The papers pass along NATO’s explanation of the convoy disaster– that a pilot went after military-style trucks involved in a mass house-burning, complete with the verbatim testimony of the pilot taken from his post-incident military debrief. One detail of his debrief that the LAT mentions but doesn’t really mine for the reader: The pilot says he verified his target with infrared sensors and that he did so while at an altitude of 15,000 feet. The papers should be asking what the magnification on those devices is. For even if they had a magnification of 100 times, that would mean that the pilot, while flying 450 miles an hour, was deciding that a truck is military from a half a football field away. Which would explain why he didn’t know what he was blowing up. This aspect of the episode also dramatizes how an overriding concern for pilot safety–he was at 15,000 feet to avoid anti-aircraft cannon fire–can lessen the chances of success.

But the coverage effectively impugns NATO’s explanation: It turns out that there were more vehicles struck than in the pilot’s account and in two other locations he didn’t fly over. These anomalies are especially well limned in the LAT ‘s front-page on-the-ground account by Paul Watson, who managed to make unescorted trips to several sites where civilians were killed by bombs. Watson observes that 1) Given the density of the NATO air traffic, it’s difficult to see how a Yugoslav jet could have sneaked in to attack the refugee column for propaganda purposes; 2) the shrapnel patterns, craters, and pieces of debris are almost identical at three different sites along a 12-mile stretch of highway, suggesting that refugees were bombed several times by NATO planes; 3) none of the survivors he interviewed confirmed the NATO claim that military vehicles were hiding in their convoy. No wonder the WSJ says that the NATO account could draw people to the conclusion that their political leaders are lying.

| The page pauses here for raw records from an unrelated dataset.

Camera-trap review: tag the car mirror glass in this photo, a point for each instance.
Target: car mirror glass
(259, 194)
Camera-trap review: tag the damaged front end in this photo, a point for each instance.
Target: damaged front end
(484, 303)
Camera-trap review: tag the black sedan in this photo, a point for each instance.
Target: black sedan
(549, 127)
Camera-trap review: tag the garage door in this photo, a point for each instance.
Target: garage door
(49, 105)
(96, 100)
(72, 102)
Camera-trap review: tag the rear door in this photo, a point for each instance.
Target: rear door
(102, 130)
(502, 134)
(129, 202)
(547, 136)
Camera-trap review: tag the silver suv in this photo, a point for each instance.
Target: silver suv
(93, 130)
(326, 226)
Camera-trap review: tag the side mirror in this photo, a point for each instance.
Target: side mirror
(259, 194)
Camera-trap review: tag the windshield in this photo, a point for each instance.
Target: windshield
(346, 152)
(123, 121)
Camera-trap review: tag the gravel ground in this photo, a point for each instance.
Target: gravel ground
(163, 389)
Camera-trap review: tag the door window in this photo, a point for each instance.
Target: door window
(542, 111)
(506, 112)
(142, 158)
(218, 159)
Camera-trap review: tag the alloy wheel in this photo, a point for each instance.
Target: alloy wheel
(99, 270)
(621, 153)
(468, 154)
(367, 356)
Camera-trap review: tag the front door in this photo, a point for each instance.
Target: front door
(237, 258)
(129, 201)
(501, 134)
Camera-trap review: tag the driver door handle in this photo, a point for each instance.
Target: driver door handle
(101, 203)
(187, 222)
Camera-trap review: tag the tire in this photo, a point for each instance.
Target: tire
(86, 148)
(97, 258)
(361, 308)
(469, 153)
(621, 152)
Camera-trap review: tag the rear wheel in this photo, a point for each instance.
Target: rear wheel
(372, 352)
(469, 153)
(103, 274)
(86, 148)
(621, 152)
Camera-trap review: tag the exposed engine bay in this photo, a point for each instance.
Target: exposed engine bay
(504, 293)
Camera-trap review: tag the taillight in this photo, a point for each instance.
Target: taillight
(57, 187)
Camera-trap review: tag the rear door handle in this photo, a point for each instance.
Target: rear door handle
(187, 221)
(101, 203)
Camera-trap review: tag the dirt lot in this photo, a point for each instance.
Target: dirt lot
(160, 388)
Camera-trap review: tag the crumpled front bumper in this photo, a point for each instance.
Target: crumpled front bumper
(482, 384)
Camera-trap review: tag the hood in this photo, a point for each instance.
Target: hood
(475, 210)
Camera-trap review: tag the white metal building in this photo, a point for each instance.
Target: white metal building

Watson and reporters from the other papers record the grimness of the accident site’s charred bodies, blown-away limbs, and severed heads. The WP says the Yugoslav government seized upon the scene as a “public relations bonanza,” leaving bodies and body parts in place until the Western press could be brought there. (The phrase suggests that the U.S. doesn’t do the same. Yet in reality, this is just the low-tech version of the nose-cone-video briefing.) But the NYT’s sharp-eyed Steven Erlanger notes some other features of the landscape that his escorts probably weren’t pushing so hard: tanks hidden in the woods, and burned-down houses, some featuring shell holes and some crushed, as if by tanks.

The WP, LAT, and USAT fronts tell of the discovery by astronomers of the first multi-planet solar system outside our own. This development, taken together with the day’s more pressing news reminds us of the simultaneous seductions and limits of technology: Being able to detect a solar system from 44 light years away leads us to believe we can detect an innocent from three miles.